The evening began with Ballet Arizona performing Rubies, choreographed by the legendary George Balanchine and set to the music of Igor Stravinsky’s Capriccio for Piano and Orchestra. As the dance began, I found it a bit interesting that the choreographer chose to bring to life an object that never moves. As I watched, what came to mind was how the movements were inspired by the light dancing through rubies. The syncopated orchestration made for an arousing dance that explored the spirit of the gem.
The next work, Descent, was a theatrical piece that used a combination of props and puzzle-like choreography that carefully wrapped movements through dancers set to the music of Adam Crystal. The effective use of lighting helped set the mood for each dance with the new age feel of Crystal’s piano music. Instead of having lighting go towards the stage, the lighting often shined across the stage and at different heights to create different shadows.
At the onset of the dance, the movements were deliberate, slow and decisive. As the movements progressed, the movements became woven as dancers helped move the other. At moments, the choreography felt like a fight in a move scene, without the violence. And in the middle, the dancers used a large piece of cardboard to bring different colored sheer material dance to the light over their heads. It had an improvisatory feel to it because every performance with the sheer would be different based on a variety of factors – dancers height, size of the boards, material size, and speed of the “wind”. I managed to find some of the music on Soundcloud:
The evening progressed with the unexpected return of the Giordano Dance Company with Two Become Three, which was commissioned for the Chicago Dancing Festival. It was premiered on the first night of the festival, and the second time around was equally entertaining. The dance captured the spirit of relationships between a man and woman. By the end, the dance shows how men freak out at the appearance of a child whereas women gladly to embrace motherhood.

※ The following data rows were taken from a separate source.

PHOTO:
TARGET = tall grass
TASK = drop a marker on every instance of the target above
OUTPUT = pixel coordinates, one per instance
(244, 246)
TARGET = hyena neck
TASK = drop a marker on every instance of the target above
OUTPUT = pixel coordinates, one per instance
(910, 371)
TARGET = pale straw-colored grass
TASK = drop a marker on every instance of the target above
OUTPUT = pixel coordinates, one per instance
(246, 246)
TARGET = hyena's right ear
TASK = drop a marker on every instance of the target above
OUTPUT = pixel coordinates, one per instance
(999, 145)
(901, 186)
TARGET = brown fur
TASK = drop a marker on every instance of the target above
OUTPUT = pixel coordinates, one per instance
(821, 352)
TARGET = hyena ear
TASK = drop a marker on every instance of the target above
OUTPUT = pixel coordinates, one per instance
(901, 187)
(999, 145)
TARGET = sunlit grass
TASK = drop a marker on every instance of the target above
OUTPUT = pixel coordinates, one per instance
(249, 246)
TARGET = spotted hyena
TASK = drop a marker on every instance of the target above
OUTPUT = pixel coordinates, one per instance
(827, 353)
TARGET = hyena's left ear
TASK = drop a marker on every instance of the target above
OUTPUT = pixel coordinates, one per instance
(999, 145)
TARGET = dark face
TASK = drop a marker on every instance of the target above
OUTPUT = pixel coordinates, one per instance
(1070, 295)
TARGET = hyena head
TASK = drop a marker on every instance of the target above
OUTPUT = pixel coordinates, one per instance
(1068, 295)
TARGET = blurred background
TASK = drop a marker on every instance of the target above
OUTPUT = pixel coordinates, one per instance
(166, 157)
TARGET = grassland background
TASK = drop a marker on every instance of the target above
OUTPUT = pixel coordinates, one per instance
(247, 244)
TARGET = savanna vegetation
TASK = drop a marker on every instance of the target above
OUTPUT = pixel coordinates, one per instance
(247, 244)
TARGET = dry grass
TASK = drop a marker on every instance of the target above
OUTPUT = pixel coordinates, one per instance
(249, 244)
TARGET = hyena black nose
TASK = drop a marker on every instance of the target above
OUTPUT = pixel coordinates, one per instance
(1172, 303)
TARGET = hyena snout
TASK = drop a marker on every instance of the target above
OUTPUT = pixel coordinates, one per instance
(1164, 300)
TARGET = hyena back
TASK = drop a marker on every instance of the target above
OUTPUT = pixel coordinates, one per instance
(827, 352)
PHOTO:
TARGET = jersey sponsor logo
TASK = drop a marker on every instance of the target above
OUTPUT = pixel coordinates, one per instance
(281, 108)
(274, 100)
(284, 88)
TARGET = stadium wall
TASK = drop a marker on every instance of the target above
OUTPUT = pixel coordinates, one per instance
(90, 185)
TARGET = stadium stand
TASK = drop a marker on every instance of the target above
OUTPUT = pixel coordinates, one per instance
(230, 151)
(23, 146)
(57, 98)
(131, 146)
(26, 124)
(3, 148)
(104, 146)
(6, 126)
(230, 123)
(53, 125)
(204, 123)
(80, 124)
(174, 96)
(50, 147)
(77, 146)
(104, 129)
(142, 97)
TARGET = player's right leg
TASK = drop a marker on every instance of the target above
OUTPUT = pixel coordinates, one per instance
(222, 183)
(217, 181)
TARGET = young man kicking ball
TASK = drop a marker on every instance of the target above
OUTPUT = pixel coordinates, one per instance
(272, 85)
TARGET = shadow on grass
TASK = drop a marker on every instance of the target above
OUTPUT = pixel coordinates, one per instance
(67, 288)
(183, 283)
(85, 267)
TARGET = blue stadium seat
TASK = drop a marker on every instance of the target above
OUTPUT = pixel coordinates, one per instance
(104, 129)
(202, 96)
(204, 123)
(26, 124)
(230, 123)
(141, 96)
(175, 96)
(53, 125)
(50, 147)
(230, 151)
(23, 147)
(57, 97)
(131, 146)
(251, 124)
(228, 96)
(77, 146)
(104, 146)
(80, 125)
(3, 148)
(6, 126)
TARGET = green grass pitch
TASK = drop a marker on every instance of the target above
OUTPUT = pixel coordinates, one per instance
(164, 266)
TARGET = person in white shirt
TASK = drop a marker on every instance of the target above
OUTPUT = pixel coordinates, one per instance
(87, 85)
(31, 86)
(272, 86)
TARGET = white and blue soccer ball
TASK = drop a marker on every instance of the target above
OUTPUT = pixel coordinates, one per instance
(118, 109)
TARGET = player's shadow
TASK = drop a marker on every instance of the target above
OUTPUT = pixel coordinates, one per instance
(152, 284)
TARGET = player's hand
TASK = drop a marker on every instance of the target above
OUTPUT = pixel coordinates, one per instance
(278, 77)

The San Francisco Ballet brought to life the Pas de deux from Tchaikovsky’s Sleeping Beauty. After a brief intermission, Afternoon of a Faun performed by the Pacific Northwest Ballet. On this night, members danced the choreography by Jerome Robbins. The music was set to the Debussy’s Prélude à l’après-midi d’un faune, which was originally choreographed by Vaslav Nijinsky in 1912 (the version I thought I was would see this evening). The Robbins version has a different plotline:
The scene takes place in an empty ballet studio, the long mirror in which all dancers watch themselves being the fourth wall of stage convention – the audience. The Nymph and Faun are dancers who meet there by chance, and were it not that they are more absorbed in their own images in the mirror than in the reality of their intimate physical contact as they dance together, a romance might have ensued. Robbins is saying something fundamental about the essential narcissism of dancers. (Source: ABT.org)
The concluding dance of the night, and perhaps the most dramatic dance of the festival, was Chronicle performed by the Martha Graham Dance Company. Set to the music by Wallingford Riegger, Graham choreographed this work in response to the rise of fascism in Europe during the mid-1930s. The story is told from the perspective of women. No male dancers are included in this ensemble.
Split into three movements, the choreography is dark and seemed to forecast the bloodshed that was to occur in the coming years. The militarism in the movements and the evocative character of the dance touched on the madness behind conformity. All movements were impressive and impactful in their own way, but the first section stuck in my mind. The costume was more than a drape or layer of clothing from waste down. No, the wrapped skirt around the soloist was woven into the drama to illustrate the splattering of crimson blood. The dance in its entirety was a brew of sheer rebellion, directed at the sad, conquering nature of man.
All in all, the evening showcased talent from both sides of the country and brought together companies from east and west with Chicago serving as the bridge between all facets of classic ballet and contemporary dance.